Ha chiesto ai suoi fan sparsi per il mondo una clip semplice, amatoriale, onesta e vera. Momenti di quell’amore altrettanto semplice manifestato in un gesto quotidiano… che da sempre MIIST professa il bisogno e il dovere di tutti di regalare un sorriso, un gesto di vicinanza a chiunque… l’amore ci mostrerà la via di questa vita, la vera ragione e l’unico modo per rinascere ogni volta… com’è rinata lei da una malattia e da un passato davvero difficile. Il nuovo singolo prodotto dal nostro Mauro Malavasi si intitola “Love Will Show Us Our Way” e lo troviamo anche in rete con un video che è sintesi di tutti questi contributi. L’amore… quando diventa una canzone pop dal taglio internazionale, leggera, semplice… di dolcissima contemplazione.
Mauro Malavasi: come sei arrivata a sceglierlo come produttore, considerando anche la portata internazionale del progetto?
Abbiamo girato il videoclip di “Could You Lend Me a Smile” a Bologna. Mi sono innamorata della città e lì, grazie a un caro amico, Claude Ismael, ho conosciuto Mauro. Abbiamo parlato di musica e di cambiare il mondo, ed è lì che è nata la voglia di scrivere insieme. Qualche mese dopo mi ha mandato una splendida base al pianoforte e io ho scritto melodia e testo. Volevamo esprimere che, quando tutto fallisce, è l’amore a guidarci. “Love Will Show Us Our Way” è il risultato.
Come ti sei relazionata al minimalismo che ha portato nel brano?
Lo adoro! La verità non ha bisogno di essere rumorosa, come il vero amore. È silenziosa: è chi resta accanto a te quando le parole non bastano, è un “credo in te” quando tutto sembra crollare, è un gesto quotidiano, un sorriso a uno sconosciuto. La semplicità del brano mette in luce la forza del messaggio. È sostanza, non qualcosa che attira attenzione per un attimo e poi svanisce.

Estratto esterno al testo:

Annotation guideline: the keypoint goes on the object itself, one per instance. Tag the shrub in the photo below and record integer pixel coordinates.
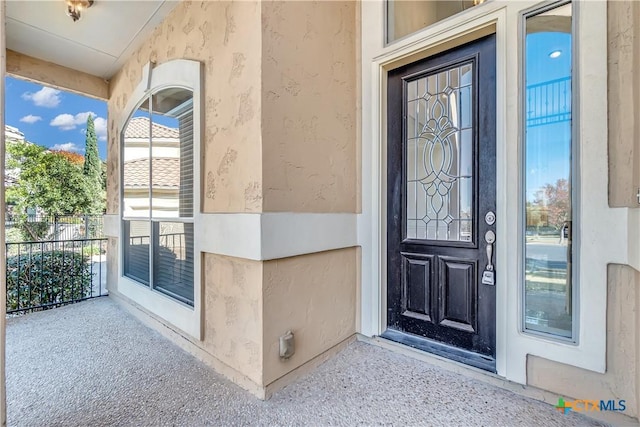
(33, 231)
(45, 278)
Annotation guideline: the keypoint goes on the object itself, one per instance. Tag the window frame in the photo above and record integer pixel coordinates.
(151, 219)
(186, 74)
(574, 175)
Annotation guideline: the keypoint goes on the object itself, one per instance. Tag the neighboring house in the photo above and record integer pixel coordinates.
(166, 179)
(369, 169)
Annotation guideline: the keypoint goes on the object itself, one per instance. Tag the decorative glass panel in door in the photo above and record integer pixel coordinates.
(439, 156)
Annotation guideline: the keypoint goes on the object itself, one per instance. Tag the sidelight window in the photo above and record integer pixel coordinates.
(549, 288)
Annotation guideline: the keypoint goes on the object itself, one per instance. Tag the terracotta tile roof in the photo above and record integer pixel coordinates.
(166, 173)
(138, 127)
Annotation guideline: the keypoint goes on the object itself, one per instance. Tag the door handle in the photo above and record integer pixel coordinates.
(490, 238)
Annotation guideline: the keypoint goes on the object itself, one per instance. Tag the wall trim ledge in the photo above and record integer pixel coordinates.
(266, 236)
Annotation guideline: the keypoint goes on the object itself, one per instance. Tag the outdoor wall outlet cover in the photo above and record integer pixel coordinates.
(287, 346)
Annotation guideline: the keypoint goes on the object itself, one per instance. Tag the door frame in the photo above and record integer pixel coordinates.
(471, 253)
(505, 20)
(442, 36)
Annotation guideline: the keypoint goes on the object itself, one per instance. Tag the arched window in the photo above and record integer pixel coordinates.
(157, 202)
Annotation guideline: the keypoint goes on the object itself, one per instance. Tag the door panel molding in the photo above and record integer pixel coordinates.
(440, 147)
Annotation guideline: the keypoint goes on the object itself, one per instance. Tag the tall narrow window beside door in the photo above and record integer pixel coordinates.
(549, 291)
(157, 206)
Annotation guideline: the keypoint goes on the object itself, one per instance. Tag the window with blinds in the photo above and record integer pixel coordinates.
(158, 184)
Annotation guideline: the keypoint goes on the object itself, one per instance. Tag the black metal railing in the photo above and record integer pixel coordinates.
(53, 227)
(549, 102)
(48, 274)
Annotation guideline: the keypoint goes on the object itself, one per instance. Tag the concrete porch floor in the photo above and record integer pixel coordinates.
(93, 364)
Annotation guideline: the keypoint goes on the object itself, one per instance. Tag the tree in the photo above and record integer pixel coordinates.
(557, 200)
(75, 158)
(92, 169)
(49, 181)
(46, 180)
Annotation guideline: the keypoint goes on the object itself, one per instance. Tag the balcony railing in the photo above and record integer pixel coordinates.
(48, 274)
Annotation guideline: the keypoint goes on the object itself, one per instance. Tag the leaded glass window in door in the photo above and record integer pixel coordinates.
(439, 155)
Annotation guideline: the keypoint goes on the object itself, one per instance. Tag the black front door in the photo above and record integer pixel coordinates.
(441, 201)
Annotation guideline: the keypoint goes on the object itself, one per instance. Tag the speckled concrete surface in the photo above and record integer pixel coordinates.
(93, 364)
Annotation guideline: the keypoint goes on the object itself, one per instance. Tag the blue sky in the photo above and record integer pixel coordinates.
(54, 118)
(548, 146)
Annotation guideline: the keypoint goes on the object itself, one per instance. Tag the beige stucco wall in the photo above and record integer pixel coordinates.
(620, 380)
(226, 38)
(314, 296)
(279, 107)
(233, 313)
(50, 74)
(309, 106)
(624, 102)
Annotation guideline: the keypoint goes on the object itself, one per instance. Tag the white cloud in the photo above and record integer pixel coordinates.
(69, 122)
(45, 97)
(31, 119)
(64, 122)
(101, 128)
(69, 146)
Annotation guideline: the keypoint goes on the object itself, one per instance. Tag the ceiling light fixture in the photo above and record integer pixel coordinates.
(75, 8)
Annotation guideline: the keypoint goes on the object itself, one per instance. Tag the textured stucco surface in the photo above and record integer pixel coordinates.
(315, 297)
(620, 380)
(93, 364)
(233, 313)
(226, 38)
(309, 106)
(37, 70)
(624, 102)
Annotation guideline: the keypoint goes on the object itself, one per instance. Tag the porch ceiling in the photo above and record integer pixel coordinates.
(98, 44)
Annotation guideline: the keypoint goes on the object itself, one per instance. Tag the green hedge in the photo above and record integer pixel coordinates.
(44, 278)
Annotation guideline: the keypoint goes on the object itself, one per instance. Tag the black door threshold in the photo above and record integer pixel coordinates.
(453, 353)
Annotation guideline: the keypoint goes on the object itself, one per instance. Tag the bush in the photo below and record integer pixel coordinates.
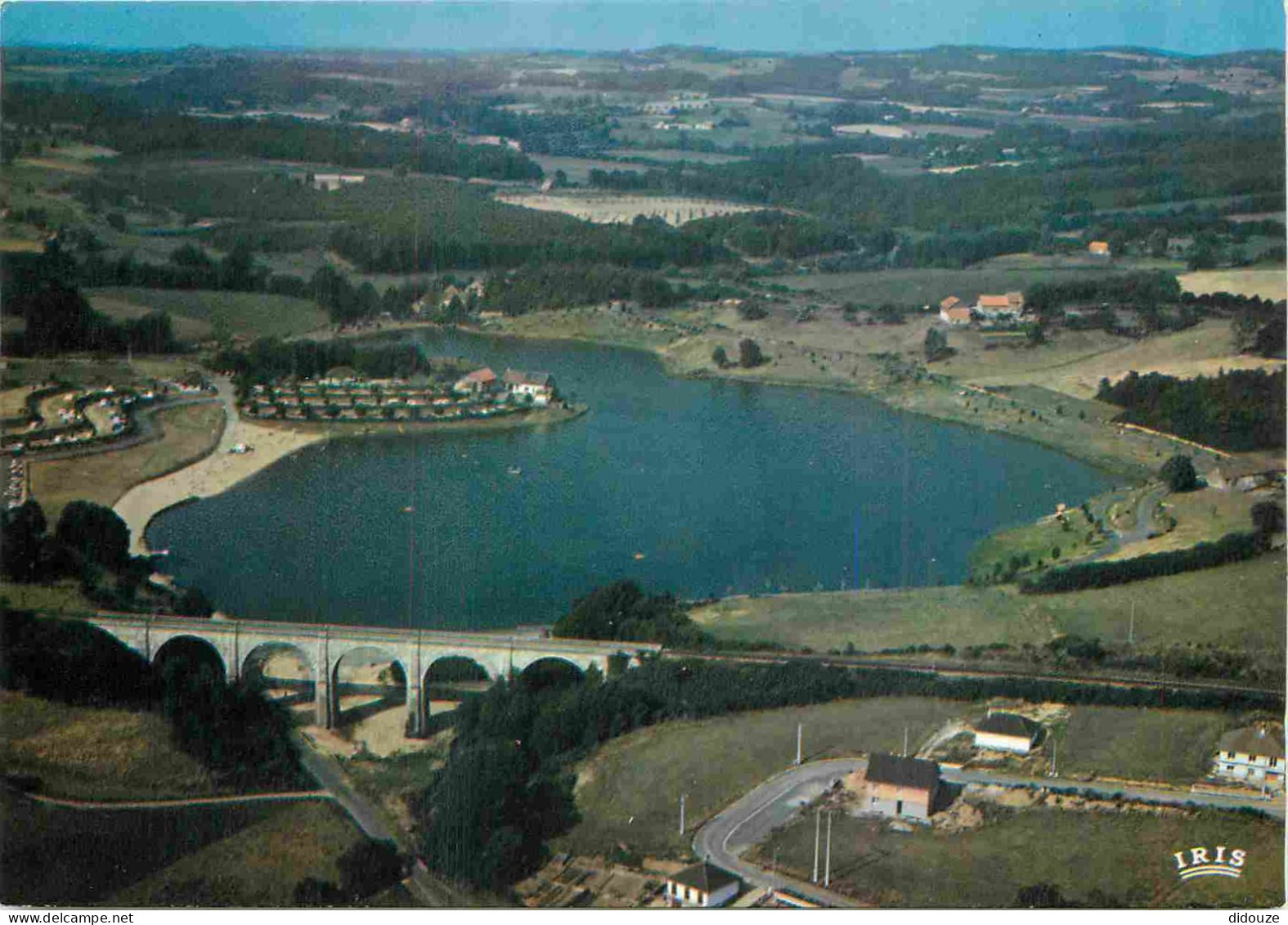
(1230, 548)
(1178, 473)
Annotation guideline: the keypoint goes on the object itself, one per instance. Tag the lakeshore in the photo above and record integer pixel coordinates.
(248, 447)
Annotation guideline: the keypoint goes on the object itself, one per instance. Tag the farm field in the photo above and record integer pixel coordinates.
(671, 155)
(191, 855)
(188, 433)
(1077, 361)
(1174, 746)
(82, 371)
(1202, 515)
(255, 866)
(1095, 858)
(608, 208)
(93, 752)
(1050, 541)
(627, 791)
(1269, 284)
(60, 597)
(200, 315)
(1178, 609)
(927, 286)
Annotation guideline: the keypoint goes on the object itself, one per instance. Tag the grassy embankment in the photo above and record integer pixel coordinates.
(244, 855)
(1171, 746)
(200, 315)
(188, 855)
(629, 791)
(96, 752)
(1200, 517)
(1238, 606)
(1126, 857)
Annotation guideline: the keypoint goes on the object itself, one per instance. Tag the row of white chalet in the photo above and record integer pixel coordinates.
(539, 387)
(990, 308)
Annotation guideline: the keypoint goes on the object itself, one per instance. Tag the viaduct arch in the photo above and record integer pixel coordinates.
(322, 647)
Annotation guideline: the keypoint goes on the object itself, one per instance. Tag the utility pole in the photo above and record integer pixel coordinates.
(855, 550)
(818, 819)
(827, 864)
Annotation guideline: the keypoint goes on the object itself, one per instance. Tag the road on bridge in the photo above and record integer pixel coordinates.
(748, 821)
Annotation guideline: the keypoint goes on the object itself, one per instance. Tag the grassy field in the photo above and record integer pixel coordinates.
(188, 432)
(82, 371)
(608, 208)
(927, 286)
(62, 597)
(1140, 745)
(1239, 606)
(195, 855)
(1269, 284)
(1077, 361)
(1051, 541)
(1202, 515)
(627, 793)
(94, 754)
(875, 620)
(201, 313)
(1127, 858)
(257, 866)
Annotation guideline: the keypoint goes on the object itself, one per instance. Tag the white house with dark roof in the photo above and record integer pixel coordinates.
(1252, 755)
(1008, 732)
(902, 786)
(702, 885)
(537, 385)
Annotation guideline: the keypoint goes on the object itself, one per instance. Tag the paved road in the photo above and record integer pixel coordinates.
(1139, 532)
(750, 821)
(756, 815)
(291, 797)
(327, 773)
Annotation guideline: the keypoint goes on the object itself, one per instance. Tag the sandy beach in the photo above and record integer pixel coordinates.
(213, 474)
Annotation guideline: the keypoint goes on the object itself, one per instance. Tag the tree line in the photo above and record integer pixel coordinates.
(242, 739)
(1227, 549)
(1236, 410)
(89, 542)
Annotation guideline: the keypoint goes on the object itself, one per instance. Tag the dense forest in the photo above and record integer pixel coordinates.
(1238, 410)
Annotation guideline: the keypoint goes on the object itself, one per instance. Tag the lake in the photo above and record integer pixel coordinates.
(700, 487)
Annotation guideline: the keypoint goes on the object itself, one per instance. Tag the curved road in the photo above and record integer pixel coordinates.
(756, 815)
(728, 835)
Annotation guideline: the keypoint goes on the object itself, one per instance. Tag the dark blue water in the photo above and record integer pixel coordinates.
(697, 487)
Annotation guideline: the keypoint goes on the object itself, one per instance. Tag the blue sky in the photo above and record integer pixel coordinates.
(1189, 26)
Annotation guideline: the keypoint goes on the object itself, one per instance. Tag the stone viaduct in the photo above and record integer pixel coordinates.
(241, 643)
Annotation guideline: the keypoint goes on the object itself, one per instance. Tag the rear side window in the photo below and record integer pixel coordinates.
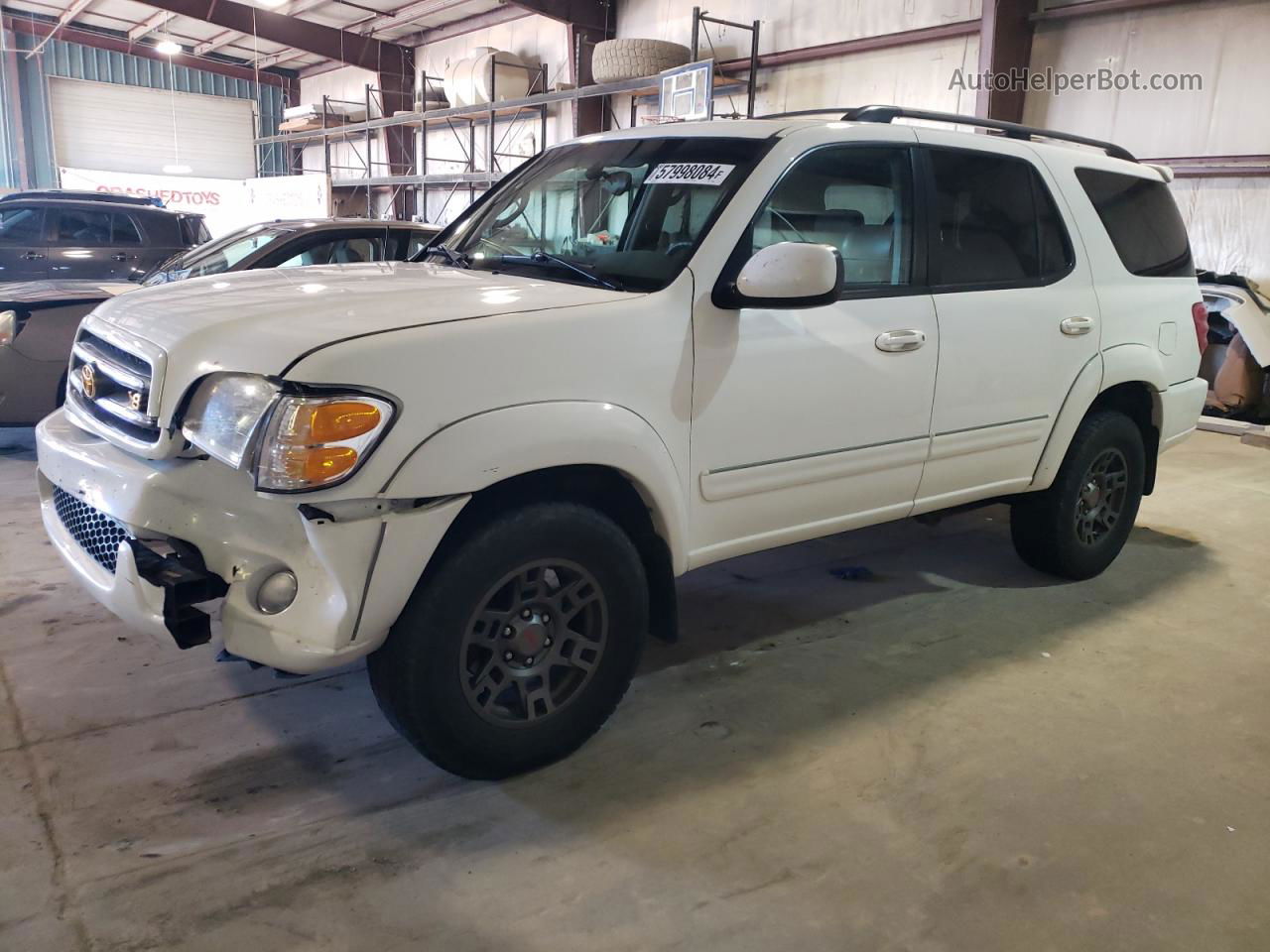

Un progetto internazionale sotto ogni aspetto, ma con meno enfasi su immagini e video: una scelta in contrasto con il pop contemporaneo. Cosa rappresenta?
Dalla tematica alla scrittura fino alla produzione, il brano vuole risuonare con ciò che siamo davvero: il bisogno di amare ed essere amati. Ho letto recentemente un articolo sugli ultimi giorni di Steve Jobs: nonostante il successo, parlava di vuoto e mancanza di senso. Il mondo pop è divertente, ma non offre una vera speranza, qualcosa a cui aggrapparsi nei momenti finali per trovare pace. “Love Will Show Us Our Way” vuole parlare a chi crede che possiamo ancora salvarci a vicenda. Non è stato scritto per attirare attenzione, ma come una voce amata che ci chiede di restare, di non arrenderci.
Una domanda provocatoria: se “Love Will Show Us Our Way”, siamo ancora capaci di riconoscerlo nelle forme quotidiane?
L’amore deve partire proprio dalle piccole cose. Chi sa donarlo nei gesti semplici è anche chi sa riconoscerlo. È un esercizio bellissimo: quando sto male, provo a contare le cose e le persone che amo, e ritrovo equilibrio. Come in “My Favorite Things”: quando il mondo ci rattrista, dobbiamo ricordare ciò che conta davvero. L’amore è il motivo migliore per sorridere.
Nell’epoca delle macchine intelligenti, cosa pensi che stiamo ancora conservando della nostra umanità?
Abbiamo bisogni e desideri naturali che possono essere repressi ma mai eliminati, nemmeno dalle macchine. Anche quando sembra che qualcuno abbia perso la propria umanità, io credo che sia ancora lì. Bisogna scavare sotto le superfici e le barriere che costruiamo. Il problema è che il tempo perso a disumanizzarci non torna. Per questo dobbiamo vivere in modo autentico ORA, accettando anche le nostre imperfezioni. Voglio restare umana, con fragilità e cadute, vivere tutto, anche gli errori. Voglio vivere la vita per quella che è, non in un mondo artificiale che ci viene venduto.